Wednesday, 23 July 2008

Symbolic Violence Pt2

The Scientist and the Lumberjack

Forests are common things to point to when people protest about the jugernaut of progress. In the context of the protests it is common to refer to forests as "the lungs of the planet" - an idea lifted from a scientific consideration of the ecosystem. But modern science is a symbolic system which might be taken to epitomise the violence our systems of signification inevitably do. Isn't it a commonplace now for science to be seen as the theoretical wing of the quest to dominate nature - that terrible historical will to power that leads to totalitarianism? At the risk of over-simplifying, it is as if the scientist studying rare species in the Amazonian rain forest is in league with the Brazilian lumberjack.

Of course the fundamental point concerns the categories employed by and constitutive of science; it doesn't refer, for instance, to the intentions or motives of individual scientists. To parrot Adorno: the categories of science necessarily fail to do justice to the sensuous particularity of the things themselves (although sensuous particularity is doubtless not the same thing as a Levinasian imponderable Alterity).

So: Is the scientist who genuinely cares about the Amazonian rain forest and wants to learn about it before it disappears involved in what might be called a peformative contradiction because what he assumes is an expression of his care actually does violence to the thing he cares about? Do his categories really resemble intellectual chainsaws? Would the level of violence be reduced if further scientific investigation of the rain forests were banned?

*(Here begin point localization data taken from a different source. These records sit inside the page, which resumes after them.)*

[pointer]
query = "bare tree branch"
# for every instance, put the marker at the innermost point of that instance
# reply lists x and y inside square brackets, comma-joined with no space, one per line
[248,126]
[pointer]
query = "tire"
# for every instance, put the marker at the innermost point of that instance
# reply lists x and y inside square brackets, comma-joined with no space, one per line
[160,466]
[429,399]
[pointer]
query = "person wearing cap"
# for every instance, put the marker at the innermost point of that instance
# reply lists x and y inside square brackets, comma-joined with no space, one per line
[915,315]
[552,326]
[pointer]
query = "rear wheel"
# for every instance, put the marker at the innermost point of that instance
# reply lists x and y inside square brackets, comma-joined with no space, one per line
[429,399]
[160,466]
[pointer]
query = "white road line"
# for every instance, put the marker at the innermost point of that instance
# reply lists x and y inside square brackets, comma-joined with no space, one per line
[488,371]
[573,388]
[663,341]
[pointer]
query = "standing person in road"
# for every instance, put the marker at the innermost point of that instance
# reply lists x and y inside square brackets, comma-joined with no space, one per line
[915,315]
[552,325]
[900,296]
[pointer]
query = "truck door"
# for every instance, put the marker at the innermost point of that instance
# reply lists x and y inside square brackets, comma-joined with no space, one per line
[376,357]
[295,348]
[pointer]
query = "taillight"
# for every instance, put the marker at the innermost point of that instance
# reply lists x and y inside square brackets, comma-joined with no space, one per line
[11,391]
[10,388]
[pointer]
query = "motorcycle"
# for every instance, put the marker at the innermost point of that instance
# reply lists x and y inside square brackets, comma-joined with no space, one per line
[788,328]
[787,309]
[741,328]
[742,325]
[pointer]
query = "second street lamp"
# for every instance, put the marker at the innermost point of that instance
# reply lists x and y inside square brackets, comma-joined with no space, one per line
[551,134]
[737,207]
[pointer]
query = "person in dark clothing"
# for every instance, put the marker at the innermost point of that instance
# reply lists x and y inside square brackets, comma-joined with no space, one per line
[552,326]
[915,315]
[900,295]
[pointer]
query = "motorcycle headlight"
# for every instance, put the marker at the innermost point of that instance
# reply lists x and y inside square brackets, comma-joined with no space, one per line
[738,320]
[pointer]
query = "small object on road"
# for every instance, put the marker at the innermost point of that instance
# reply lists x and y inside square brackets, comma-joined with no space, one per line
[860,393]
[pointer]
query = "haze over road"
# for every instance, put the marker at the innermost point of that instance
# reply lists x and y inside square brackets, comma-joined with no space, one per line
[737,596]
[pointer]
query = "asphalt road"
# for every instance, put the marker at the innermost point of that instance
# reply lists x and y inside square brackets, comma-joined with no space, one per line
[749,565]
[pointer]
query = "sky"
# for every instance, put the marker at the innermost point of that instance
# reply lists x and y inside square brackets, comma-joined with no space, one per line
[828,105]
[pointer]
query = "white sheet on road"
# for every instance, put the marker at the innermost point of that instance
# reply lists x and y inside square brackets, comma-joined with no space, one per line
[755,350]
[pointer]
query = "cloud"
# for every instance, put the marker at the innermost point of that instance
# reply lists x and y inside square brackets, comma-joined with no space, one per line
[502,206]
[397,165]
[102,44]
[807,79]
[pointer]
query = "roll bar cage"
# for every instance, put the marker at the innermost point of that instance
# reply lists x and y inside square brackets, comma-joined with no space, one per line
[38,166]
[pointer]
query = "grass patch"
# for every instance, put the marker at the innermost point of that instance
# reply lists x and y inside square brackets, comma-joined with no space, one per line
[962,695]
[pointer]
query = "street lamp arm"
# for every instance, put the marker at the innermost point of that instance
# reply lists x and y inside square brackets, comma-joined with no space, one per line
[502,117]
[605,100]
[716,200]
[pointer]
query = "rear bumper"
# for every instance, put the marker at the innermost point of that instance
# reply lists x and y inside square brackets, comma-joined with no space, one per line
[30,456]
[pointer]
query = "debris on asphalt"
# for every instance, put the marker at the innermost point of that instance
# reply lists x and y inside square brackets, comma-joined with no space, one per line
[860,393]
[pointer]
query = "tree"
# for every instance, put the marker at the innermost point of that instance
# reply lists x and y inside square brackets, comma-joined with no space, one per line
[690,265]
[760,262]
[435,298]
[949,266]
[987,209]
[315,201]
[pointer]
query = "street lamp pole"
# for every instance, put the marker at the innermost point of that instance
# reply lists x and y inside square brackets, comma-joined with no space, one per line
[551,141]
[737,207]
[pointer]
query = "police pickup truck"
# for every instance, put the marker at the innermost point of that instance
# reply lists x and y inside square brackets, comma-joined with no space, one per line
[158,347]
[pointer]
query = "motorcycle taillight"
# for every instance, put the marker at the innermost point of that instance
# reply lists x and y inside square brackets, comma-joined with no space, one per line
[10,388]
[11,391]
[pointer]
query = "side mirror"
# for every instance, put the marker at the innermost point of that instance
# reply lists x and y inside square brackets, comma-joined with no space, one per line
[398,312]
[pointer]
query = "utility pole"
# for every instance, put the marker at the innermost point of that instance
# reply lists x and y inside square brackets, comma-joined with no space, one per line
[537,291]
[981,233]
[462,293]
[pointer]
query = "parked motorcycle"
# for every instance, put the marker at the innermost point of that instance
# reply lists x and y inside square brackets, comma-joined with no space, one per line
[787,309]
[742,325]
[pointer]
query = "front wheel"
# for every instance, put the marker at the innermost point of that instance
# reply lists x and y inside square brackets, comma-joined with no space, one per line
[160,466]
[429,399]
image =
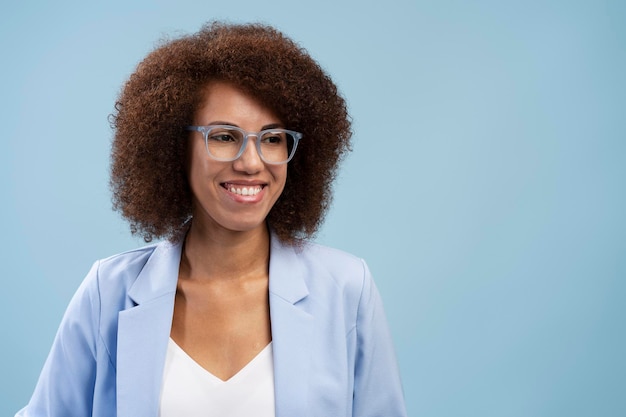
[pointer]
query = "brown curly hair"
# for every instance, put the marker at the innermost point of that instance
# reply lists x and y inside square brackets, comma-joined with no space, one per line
[148,177]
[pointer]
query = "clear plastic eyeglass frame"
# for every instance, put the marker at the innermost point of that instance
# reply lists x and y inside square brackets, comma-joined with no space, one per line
[206,130]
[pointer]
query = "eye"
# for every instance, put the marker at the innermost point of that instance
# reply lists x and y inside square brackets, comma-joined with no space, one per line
[222,137]
[273,138]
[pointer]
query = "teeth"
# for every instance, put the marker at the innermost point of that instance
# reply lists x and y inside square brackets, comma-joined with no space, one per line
[245,190]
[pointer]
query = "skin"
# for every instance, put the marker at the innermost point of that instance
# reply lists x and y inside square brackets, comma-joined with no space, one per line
[221,310]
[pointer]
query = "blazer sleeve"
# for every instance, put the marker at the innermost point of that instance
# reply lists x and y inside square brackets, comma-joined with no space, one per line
[66,383]
[377,386]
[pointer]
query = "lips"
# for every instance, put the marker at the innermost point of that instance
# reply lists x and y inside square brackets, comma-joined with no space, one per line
[244,190]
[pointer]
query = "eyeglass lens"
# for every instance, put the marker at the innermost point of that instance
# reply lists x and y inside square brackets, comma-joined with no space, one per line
[225,143]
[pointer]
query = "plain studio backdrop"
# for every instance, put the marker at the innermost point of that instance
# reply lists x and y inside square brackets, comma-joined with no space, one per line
[486,189]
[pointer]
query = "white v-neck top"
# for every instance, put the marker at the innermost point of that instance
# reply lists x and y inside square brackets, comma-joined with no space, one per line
[190,390]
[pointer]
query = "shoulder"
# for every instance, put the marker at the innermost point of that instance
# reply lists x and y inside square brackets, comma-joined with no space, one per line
[125,265]
[327,273]
[112,278]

Sometimes I get the impression that the students of Levinas wish each and every tree were regarded as holy, thereby sparing them from disrespectful human practices such as scientific investigation.

Could you prune such a tree? Could you even plant one? But anyone who really cares about trees knows how much they can benefit from the right kind of considerate human intervention. In a similar way, the caring scientist inevitably uses a limited set of concepts that express a very partial view of things, but the point is to develop a deeper understanding of them - not just to put a number on them and get them quickly onto the supermarket shelves.

It is interesting in this regard to recall one of the things that Francis Bacon mentioned when he was tryng to champion modern scence in its earliest days when it was still struggling with more authoritarian forms of learning.

"We must lead men to the particulars themselves, and their series and order; while men on their side must force themselves for a while to lay their notions by and begin to familiarize themselves with facts." (Novum Organum Ch1 XXXVI)

Certainly compared to a Medieval scholasticism, modern science pays much more attention to the richness of the world of particular things. The pursuit of scientific knowledge surely involves a social aggregation of power. It is true that knowledge is power. The question, though, is how is the power to be used?

Surely the problem is not with the categories of science as such but with the ends of particular scientific projects. Surely there is an important distinction between scientific projects that want to comprehend the marvels of the rain forest and those that, for instance want to develop new species of trees that will grow faster so that they can be turned into timber more quickly. This reasoning about ends is admittedly categorically different from scientific explanation but it is not foreign to science as long as we see science as a project which inevitably pursues ends, whether they have been discussed or not.

To take a different example: there is the notorious lack of interest shown in developing drugs for tropical diseases, prefering instead to develop treatments, for instance, for toe fungus (e.g. Lamsil) which will sell well to the more affluent. If all of science is levelled because it implies an increase in power over things, we lose sight of the way science can be pursued so as to relieve the plight of those who would otherwise be downtrodden and ignored in the most disrespectful of ways.

It is not irrelevant that research groups have increasingly been forced to rely on private finance and links with business to secure funding. This inevitably involves removing those projects from a public sphere in which there might be discussions about what sorts of projects should be pursued and scientists end up being accomplices in the amoral business of money making.

Ultimately the problem is a political one - a problem concerning the way scientific activities are integrated into the social matrix - but this is obscured by an undue focus on the particular (in all its alterity) and the universals so ruthlessly and inevitably imposed by scientists as they pin back the wings of butterlies.